Hay, pues, un tipo de literatura de horizonte, que pretende salir de los círculos presentes y disparar sus saetas al más allá del mundo conocido; y un tipo de literatura de fondos marinos y fosas abisales, que se zambulle en el pasado y lo reconstruye con una nueva luz; una literatura que se interna en los más insondables laberintos de la biografía e intenta desentrañarla, clarificarla, esbozar el mapa de lo que antes no se comprendía y se abalanzaba contra uno mismo y su inocencia; una literatura que no especula con lo posible, sino que desgarra lo pasado: lo ya vivido, que puede vivirse de nuevo desde el prisma de la palabra y la narración.
Tal es el tipo de literatura que nos propone Ismael Orcero Marín en su volumen de relatos Monstruos en la pared: una exploración pormenorizada de las ruinas de la memoria, que, oscurecidas y enmohecidas tras los años, aguardan a su (re)descubrimiento.

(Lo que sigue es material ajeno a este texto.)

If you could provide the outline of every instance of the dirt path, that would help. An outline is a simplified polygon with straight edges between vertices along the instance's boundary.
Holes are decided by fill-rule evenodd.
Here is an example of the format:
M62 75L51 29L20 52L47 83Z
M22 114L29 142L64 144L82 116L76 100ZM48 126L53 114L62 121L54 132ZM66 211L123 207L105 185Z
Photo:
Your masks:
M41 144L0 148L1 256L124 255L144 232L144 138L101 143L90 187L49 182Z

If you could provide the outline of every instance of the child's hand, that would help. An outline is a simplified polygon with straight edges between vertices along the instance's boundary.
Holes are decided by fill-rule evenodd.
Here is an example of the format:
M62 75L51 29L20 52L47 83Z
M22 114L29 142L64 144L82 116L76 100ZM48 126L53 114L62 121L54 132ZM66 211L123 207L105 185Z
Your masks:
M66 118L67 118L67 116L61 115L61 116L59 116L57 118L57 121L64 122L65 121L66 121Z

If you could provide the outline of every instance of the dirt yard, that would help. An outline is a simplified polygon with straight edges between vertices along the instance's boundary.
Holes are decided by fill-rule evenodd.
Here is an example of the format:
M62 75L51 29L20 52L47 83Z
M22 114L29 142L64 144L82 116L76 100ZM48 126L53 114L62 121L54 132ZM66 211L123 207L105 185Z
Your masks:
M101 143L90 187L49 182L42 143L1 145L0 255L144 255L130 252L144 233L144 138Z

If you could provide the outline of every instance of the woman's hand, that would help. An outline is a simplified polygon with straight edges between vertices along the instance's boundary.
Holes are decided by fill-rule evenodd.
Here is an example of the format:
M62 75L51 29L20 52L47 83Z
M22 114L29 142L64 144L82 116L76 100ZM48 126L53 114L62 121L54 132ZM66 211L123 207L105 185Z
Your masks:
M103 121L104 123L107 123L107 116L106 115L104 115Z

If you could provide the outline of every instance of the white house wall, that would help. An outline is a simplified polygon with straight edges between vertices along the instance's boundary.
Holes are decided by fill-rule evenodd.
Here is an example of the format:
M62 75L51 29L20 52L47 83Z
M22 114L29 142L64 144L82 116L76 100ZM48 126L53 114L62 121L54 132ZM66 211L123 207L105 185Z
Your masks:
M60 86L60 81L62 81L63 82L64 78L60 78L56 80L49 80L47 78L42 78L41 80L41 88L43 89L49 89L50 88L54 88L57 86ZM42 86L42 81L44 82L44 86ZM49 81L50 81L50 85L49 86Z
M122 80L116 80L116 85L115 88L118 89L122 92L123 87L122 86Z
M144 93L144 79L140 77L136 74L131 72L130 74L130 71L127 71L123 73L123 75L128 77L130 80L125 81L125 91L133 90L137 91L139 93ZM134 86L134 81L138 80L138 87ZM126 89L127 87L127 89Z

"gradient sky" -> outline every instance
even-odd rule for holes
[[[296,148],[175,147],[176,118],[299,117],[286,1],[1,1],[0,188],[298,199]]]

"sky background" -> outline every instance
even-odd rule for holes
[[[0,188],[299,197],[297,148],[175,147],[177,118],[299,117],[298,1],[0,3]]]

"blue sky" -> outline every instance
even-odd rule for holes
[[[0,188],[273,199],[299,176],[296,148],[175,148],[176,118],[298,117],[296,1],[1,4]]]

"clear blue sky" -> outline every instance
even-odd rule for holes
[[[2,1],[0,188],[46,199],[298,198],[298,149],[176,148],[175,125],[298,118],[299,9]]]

Los trabajos y los días no pasan en vano: curten la piel, atezan el músculo y agudizan la mirada, y es entonces cuando el hombre puede reencontrar al niño, darle la mano y comprender su idioma virgen.
En estos cuentos asistiremos al retrato de unos rapazuelos del ayer, que tiran piedras en los descampados y dejan pasar las tardes de verano mientras imaginan la siguiente fechoría y planean la próxima aventura; pero también observaremos cómo los chavales crecen, se desconocen entre ellos, se distancian…, y vuelven a encontrarse, ya adultos, acaso ya con otros hijos que también pasan sus tardes en el descampado…, y que ignoran las idas y venidas que sus padres, al igual que ellos, también compartieron antes de crecer.
Asistiremos a la mirada mágica de los pequeños, a las maldiciones de los pueblos, los lugares prohibidos y los sucesos inexplicables; las heridas de una madre y la candidez del hijo ignorante; el olvido de un padre y el conocimiento de una nueva hija; el ajuste de cuentas con los enemigos de la infancia, o el reverso de la muerte y el deseo de una nueva vida más allá de las fronteras de lo natural. Lo macabro de la adultez visto desde los ojos de un niño, lo terrible de la niñez expresado con la lengua de los adultos.
El compás de la memoria y el retrato de la biografía contemporánea, ambos trazados en un laberinto opaco, perverso y penumbroso cuyas paredes, llenas de monstruos, gritan nuestro nombre y no escuchan nuestras promesas.